El gobierno también ha negado la crisis humanitaria, producto en gran medida de la crisis económica, y no ha permitido que llegue asistencia internacional que se encuentra disponible. La escasez de medicamentos, insumos médicos y alimentos es tan severa que cada vez más personas como López y Mass, que no pueden alimentar a sus familias o recibir atención médica básica, se ven obligadas a irse del país. Y el ciclo de represión y negación gubernamental continúa. La ministra de salud fue despedida días después de que anunciara un drástico aumento, durante 2016, en las estadísticas de mortalidad materna, mortalidad infantil y malaria.

Los países de la región que acogen a venezolanos han abierto una válvula de escape —aunque pequeña— en medio de la crisis. Pero el exilio no es una solución permanente. El problema son las políticas y las prácticas abusivas del gobierno de Maduro. Desde que miles de venezolanos salieron a las calles a principios de abril en protesta por el autoritarismo creciente, el régimen ha respondido con represión feroz. Miembros de las fuerzas de seguridad han disparado municiones antidisturbios a quemarropa contra manifestantes, han arrollado con vehículo blindado a manifestantes, han golpeado brutalmente a personas que no mostraron resistencia y han irrumpido en las viviendas de presuntos opositores. Las fuerzas de seguridad también han detenido arbitrariamente a cientos de manifestantes, transeúntes y críticos.

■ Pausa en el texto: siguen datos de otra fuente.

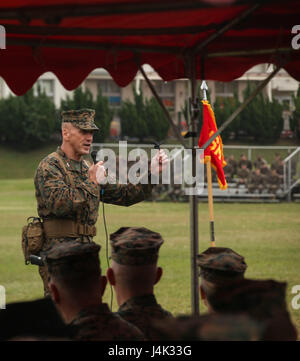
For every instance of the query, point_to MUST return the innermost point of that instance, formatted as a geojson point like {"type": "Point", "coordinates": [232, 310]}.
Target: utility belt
{"type": "Point", "coordinates": [37, 231]}
{"type": "Point", "coordinates": [59, 228]}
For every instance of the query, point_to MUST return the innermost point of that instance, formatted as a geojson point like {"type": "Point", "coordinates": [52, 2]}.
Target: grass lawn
{"type": "Point", "coordinates": [267, 235]}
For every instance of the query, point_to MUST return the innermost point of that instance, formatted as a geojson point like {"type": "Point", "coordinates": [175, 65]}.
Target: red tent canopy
{"type": "Point", "coordinates": [72, 39]}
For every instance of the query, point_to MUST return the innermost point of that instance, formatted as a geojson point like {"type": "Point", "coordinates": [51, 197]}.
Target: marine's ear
{"type": "Point", "coordinates": [159, 272]}
{"type": "Point", "coordinates": [55, 295]}
{"type": "Point", "coordinates": [111, 276]}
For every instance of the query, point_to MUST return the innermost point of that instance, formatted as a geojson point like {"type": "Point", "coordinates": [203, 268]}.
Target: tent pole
{"type": "Point", "coordinates": [199, 47]}
{"type": "Point", "coordinates": [193, 199]}
{"type": "Point", "coordinates": [165, 110]}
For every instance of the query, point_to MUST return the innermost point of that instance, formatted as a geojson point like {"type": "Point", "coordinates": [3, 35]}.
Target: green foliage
{"type": "Point", "coordinates": [223, 108]}
{"type": "Point", "coordinates": [27, 121]}
{"type": "Point", "coordinates": [144, 118]}
{"type": "Point", "coordinates": [261, 119]}
{"type": "Point", "coordinates": [103, 113]}
{"type": "Point", "coordinates": [295, 120]}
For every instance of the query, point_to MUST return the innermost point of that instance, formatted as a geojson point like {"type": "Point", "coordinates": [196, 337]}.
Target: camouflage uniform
{"type": "Point", "coordinates": [265, 170]}
{"type": "Point", "coordinates": [138, 247]}
{"type": "Point", "coordinates": [264, 301]}
{"type": "Point", "coordinates": [219, 265]}
{"type": "Point", "coordinates": [247, 162]}
{"type": "Point", "coordinates": [58, 199]}
{"type": "Point", "coordinates": [256, 182]}
{"type": "Point", "coordinates": [259, 162]}
{"type": "Point", "coordinates": [77, 266]}
{"type": "Point", "coordinates": [273, 182]}
{"type": "Point", "coordinates": [242, 174]}
{"type": "Point", "coordinates": [233, 163]}
{"type": "Point", "coordinates": [229, 172]}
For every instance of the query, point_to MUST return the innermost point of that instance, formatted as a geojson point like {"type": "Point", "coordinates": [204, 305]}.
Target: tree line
{"type": "Point", "coordinates": [31, 120]}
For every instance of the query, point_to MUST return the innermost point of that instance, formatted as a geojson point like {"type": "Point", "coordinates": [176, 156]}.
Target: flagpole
{"type": "Point", "coordinates": [204, 88]}
{"type": "Point", "coordinates": [210, 204]}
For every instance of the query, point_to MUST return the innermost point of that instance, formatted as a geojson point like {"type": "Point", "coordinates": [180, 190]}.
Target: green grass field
{"type": "Point", "coordinates": [266, 234]}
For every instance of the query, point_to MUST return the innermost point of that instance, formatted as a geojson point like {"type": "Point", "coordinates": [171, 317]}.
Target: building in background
{"type": "Point", "coordinates": [174, 93]}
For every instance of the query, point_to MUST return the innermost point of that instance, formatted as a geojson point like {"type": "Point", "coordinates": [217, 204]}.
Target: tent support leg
{"type": "Point", "coordinates": [193, 199]}
{"type": "Point", "coordinates": [241, 107]}
{"type": "Point", "coordinates": [165, 110]}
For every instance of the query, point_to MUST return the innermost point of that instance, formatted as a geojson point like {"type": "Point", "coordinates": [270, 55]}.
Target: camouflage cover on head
{"type": "Point", "coordinates": [82, 118]}
{"type": "Point", "coordinates": [209, 327]}
{"type": "Point", "coordinates": [220, 264]}
{"type": "Point", "coordinates": [135, 246]}
{"type": "Point", "coordinates": [73, 256]}
{"type": "Point", "coordinates": [262, 300]}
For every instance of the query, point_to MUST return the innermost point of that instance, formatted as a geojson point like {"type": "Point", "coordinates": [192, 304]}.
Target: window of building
{"type": "Point", "coordinates": [224, 89]}
{"type": "Point", "coordinates": [46, 86]}
{"type": "Point", "coordinates": [111, 90]}
{"type": "Point", "coordinates": [166, 91]}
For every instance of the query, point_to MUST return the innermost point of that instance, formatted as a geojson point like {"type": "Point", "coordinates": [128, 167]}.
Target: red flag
{"type": "Point", "coordinates": [214, 152]}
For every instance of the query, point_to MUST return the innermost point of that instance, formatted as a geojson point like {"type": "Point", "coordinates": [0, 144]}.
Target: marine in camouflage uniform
{"type": "Point", "coordinates": [219, 267]}
{"type": "Point", "coordinates": [262, 300]}
{"type": "Point", "coordinates": [273, 182]}
{"type": "Point", "coordinates": [242, 174]}
{"type": "Point", "coordinates": [210, 327]}
{"type": "Point", "coordinates": [256, 181]}
{"type": "Point", "coordinates": [136, 248]}
{"type": "Point", "coordinates": [68, 200]}
{"type": "Point", "coordinates": [77, 287]}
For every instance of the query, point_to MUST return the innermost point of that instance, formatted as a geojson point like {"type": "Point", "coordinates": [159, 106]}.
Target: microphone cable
{"type": "Point", "coordinates": [94, 157]}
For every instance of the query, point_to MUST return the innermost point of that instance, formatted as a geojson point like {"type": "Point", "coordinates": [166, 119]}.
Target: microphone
{"type": "Point", "coordinates": [94, 156]}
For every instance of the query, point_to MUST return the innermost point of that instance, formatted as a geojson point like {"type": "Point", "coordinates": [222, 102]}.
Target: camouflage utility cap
{"type": "Point", "coordinates": [82, 118]}
{"type": "Point", "coordinates": [219, 263]}
{"type": "Point", "coordinates": [262, 300]}
{"type": "Point", "coordinates": [135, 246]}
{"type": "Point", "coordinates": [73, 258]}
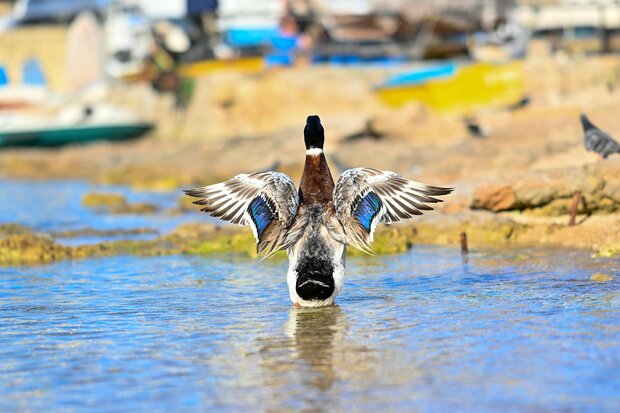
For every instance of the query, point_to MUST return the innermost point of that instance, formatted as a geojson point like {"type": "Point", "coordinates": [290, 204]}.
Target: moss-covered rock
{"type": "Point", "coordinates": [549, 192]}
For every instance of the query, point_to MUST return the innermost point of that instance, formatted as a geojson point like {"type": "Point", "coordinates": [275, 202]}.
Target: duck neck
{"type": "Point", "coordinates": [317, 184]}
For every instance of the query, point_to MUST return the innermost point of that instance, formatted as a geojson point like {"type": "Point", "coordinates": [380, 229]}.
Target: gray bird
{"type": "Point", "coordinates": [316, 224]}
{"type": "Point", "coordinates": [474, 128]}
{"type": "Point", "coordinates": [595, 140]}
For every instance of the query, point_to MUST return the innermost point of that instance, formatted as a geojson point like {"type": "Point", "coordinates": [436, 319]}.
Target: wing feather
{"type": "Point", "coordinates": [365, 196]}
{"type": "Point", "coordinates": [265, 201]}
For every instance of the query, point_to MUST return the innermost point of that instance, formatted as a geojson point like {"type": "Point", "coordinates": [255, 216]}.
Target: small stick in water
{"type": "Point", "coordinates": [573, 208]}
{"type": "Point", "coordinates": [464, 249]}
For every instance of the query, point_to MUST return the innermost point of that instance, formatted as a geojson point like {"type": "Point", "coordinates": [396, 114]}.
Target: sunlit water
{"type": "Point", "coordinates": [57, 206]}
{"type": "Point", "coordinates": [420, 331]}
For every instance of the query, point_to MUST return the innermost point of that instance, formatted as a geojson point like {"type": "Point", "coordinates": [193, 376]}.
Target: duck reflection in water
{"type": "Point", "coordinates": [317, 334]}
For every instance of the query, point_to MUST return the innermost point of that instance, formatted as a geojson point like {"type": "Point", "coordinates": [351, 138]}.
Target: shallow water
{"type": "Point", "coordinates": [57, 206]}
{"type": "Point", "coordinates": [420, 331]}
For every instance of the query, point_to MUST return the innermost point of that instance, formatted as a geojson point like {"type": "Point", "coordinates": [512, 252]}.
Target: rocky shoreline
{"type": "Point", "coordinates": [514, 188]}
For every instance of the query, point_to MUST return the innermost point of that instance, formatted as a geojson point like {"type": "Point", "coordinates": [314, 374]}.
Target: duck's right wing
{"type": "Point", "coordinates": [266, 201]}
{"type": "Point", "coordinates": [365, 196]}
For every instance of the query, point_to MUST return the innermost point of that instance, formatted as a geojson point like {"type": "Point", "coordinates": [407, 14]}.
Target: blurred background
{"type": "Point", "coordinates": [483, 95]}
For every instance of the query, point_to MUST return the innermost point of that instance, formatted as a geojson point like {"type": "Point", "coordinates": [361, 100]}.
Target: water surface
{"type": "Point", "coordinates": [420, 331]}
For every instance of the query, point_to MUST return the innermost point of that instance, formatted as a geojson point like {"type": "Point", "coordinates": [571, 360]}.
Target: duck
{"type": "Point", "coordinates": [316, 223]}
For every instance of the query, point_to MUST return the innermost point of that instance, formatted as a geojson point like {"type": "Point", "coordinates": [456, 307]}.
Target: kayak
{"type": "Point", "coordinates": [75, 134]}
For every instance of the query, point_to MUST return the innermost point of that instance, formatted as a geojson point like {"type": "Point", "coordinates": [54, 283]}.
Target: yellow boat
{"type": "Point", "coordinates": [454, 88]}
{"type": "Point", "coordinates": [205, 67]}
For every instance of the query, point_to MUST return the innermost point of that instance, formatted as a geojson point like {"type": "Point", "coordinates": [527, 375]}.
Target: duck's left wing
{"type": "Point", "coordinates": [365, 196]}
{"type": "Point", "coordinates": [266, 201]}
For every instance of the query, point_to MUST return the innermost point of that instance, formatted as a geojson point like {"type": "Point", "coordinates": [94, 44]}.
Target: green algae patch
{"type": "Point", "coordinates": [103, 200]}
{"type": "Point", "coordinates": [600, 277]}
{"type": "Point", "coordinates": [112, 203]}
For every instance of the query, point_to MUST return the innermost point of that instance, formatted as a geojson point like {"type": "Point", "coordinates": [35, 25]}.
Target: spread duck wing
{"type": "Point", "coordinates": [266, 201]}
{"type": "Point", "coordinates": [364, 196]}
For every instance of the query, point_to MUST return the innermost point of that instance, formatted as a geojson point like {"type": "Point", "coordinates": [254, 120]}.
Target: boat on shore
{"type": "Point", "coordinates": [455, 88]}
{"type": "Point", "coordinates": [72, 126]}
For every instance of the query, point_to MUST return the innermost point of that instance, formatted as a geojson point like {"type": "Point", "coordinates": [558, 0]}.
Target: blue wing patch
{"type": "Point", "coordinates": [367, 209]}
{"type": "Point", "coordinates": [261, 214]}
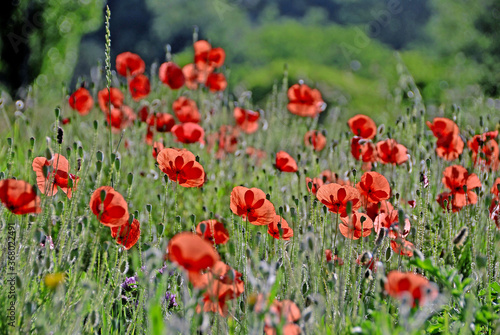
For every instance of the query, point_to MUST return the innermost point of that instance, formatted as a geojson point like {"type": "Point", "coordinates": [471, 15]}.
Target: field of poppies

Los líderes de la región deben redoblar la presión para que Maduro fije una fecha en la cual se celebren elecciones libres y justas, bajo una rigurosa supervisión internacional. Deben seguir exigiendo a Maduro que termine con la represión, libere a todos los presos políticos, juzgue crímenes que constituyen violaciones de derechos humanos, restablezca la independencia judicial, devuelva a la Asamblea Nacional sus potestades y permita la llegada de asistencia humanitaria internacional. Deben imponer sanciones dirigidas contra funcionarios clave y transmitir elocuentemente el mensaje de que quienes cometan abusos serán indefectiblemente llevados ante la justicia, cuando se restablezca la independencia judicial en Venezuela.

Las personas que están encarceladas por disentir, aquellas que vuelven a sus casas de las filas para comprar pan con las manos vacías y quienes ven como deteriora su estado de salud a causa de enfermedades prevenibles merecen que así sea. También lo merecen los exiliados que ansían regresar a su país.

Alfaro se está habituando a Buenos Aires. Disfruta de caminar por la ciudad, algo que no podía hacer en su país, donde hay altísimos índices de criminalidad. Se hizo amiga de muchos venezolanos que han migrado a Argentina, y si bien se sentía agradecida de haber aprendido un oficio en el rubro gastronómico a esta altura de la vida, está más contenta ahora que encontró un empleo que le permite usar su encanto caribeño vendiendo joyas en una tienda de Buenos Aires. Colabora con miembros de la oposición venezolana que viajan a Argentina y coordinó uno de los centros en Buenos Aires donde el 16 de julio se celebró el plebiscito de la oposición, y por eso sabe que está contribuyendo a restablecer la democracia en Venezuela. Pero, muy en el fondo de su corazón, extraña su país y se siente privada de ejercer sus derechos. “Eventualmente voy a volver a mi país para ayudar a reconstruirlo”, me dijo Alfaro mientras juntábamos nuestras cosas para irnos del café.